One of the most draining things about my job is dealing with constant militant atheism. It’s not the entertaining sort of atheism I encounter when blogging – the kind that usually comes from adults able to string two thoughts together with some sort of a logical connection. No, this is an atheistic fundamentalism that is supported with the sort of logic that is based in single unanswerable questions.
“God can’t be real because who were his parents?” “Science has proved there is no God because it was a Big Bang.” “God isn’t real because if he was we could see him.” “God can’t be true because it is just made up.”
They don’t even ask the difficult or probing questions. They are so convinced that the most facile questions prove the non-existence of God that they refuse to even listen to the simplest answers. They cannot conceive that their rhetorical questions could possibly have answers. They haven’t thought of an answer (not that they have tried, because they find the very thought of thinking about God revolting) so there cannot be an answer (or more than one). I never cease to be amazed at the misplaced intellectual self-confidence of 13-year-olds.

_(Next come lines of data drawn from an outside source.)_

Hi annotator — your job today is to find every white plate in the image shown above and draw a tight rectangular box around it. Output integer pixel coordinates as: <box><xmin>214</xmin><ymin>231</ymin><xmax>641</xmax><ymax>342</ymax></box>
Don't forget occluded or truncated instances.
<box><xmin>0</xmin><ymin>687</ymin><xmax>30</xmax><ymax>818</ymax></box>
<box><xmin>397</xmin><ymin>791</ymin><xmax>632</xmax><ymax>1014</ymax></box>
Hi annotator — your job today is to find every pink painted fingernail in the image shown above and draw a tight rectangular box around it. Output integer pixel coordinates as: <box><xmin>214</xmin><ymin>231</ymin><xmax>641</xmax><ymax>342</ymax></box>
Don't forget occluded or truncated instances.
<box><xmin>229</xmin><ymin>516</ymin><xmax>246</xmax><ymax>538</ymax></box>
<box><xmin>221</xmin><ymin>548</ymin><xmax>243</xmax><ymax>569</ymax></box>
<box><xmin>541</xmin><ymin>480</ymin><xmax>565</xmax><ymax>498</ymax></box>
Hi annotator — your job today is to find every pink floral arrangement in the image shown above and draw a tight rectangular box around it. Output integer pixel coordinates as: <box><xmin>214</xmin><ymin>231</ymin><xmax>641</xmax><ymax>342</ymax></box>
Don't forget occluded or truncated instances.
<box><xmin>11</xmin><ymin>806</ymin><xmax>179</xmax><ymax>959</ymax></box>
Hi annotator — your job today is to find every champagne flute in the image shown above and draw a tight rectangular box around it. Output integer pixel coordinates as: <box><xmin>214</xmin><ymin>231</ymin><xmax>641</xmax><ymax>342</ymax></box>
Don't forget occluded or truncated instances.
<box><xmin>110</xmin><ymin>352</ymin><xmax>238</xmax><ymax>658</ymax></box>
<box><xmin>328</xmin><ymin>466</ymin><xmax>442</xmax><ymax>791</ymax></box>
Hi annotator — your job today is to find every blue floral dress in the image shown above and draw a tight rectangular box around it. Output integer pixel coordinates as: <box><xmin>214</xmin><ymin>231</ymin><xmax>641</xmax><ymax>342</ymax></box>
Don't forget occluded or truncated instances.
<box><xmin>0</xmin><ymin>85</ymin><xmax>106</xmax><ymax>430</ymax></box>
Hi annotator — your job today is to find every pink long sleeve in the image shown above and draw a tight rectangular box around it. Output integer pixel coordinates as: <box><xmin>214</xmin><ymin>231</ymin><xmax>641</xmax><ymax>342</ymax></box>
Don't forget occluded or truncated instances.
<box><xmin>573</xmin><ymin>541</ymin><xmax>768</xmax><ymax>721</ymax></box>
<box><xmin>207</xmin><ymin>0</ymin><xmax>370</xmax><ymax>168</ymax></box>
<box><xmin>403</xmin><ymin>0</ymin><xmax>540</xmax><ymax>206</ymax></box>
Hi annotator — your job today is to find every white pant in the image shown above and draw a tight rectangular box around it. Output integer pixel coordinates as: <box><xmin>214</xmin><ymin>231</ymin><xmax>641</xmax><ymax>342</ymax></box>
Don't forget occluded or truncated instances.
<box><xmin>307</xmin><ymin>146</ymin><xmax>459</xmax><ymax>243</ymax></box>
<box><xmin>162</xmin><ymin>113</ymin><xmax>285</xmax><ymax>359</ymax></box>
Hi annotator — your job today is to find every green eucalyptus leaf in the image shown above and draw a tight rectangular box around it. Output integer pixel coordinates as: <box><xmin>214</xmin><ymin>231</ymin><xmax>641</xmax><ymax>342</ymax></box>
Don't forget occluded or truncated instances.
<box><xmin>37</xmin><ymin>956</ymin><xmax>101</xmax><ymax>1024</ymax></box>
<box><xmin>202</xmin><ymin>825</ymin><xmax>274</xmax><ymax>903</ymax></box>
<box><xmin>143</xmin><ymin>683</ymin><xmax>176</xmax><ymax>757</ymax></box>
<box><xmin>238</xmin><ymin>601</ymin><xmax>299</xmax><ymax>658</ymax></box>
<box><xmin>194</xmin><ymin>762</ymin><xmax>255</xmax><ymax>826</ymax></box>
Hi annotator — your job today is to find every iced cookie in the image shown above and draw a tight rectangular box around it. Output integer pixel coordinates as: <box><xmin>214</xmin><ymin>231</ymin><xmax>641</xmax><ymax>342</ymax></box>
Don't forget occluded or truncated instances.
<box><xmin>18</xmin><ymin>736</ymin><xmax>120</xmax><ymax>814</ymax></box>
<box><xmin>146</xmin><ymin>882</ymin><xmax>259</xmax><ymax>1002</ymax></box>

Recently I tried to explain the problems with trying to prove a negative. Somehow, despite their mental superiority, they can’t grasp this.
Yet the worst is not the constant questions to which no answers are desired or heard. It is the anger, the aggression, the vitriol behind this stream of anti-God sentiment. I just can’t understand how so many children could be so angry about Someone who they don’t even believe exists. They want to blame Him for the ills of the world they insist He did not create nor does He sustain.
When they have to learn about anyone who does believe in God or why they do, the militancy and anger gets reaches new heights. Many of them cannot even read from a textbook without inserting commentary phrase by phrase about how what or who they have read is rubbish.
I suppose it is fortunate I only have to put up with this five days a week.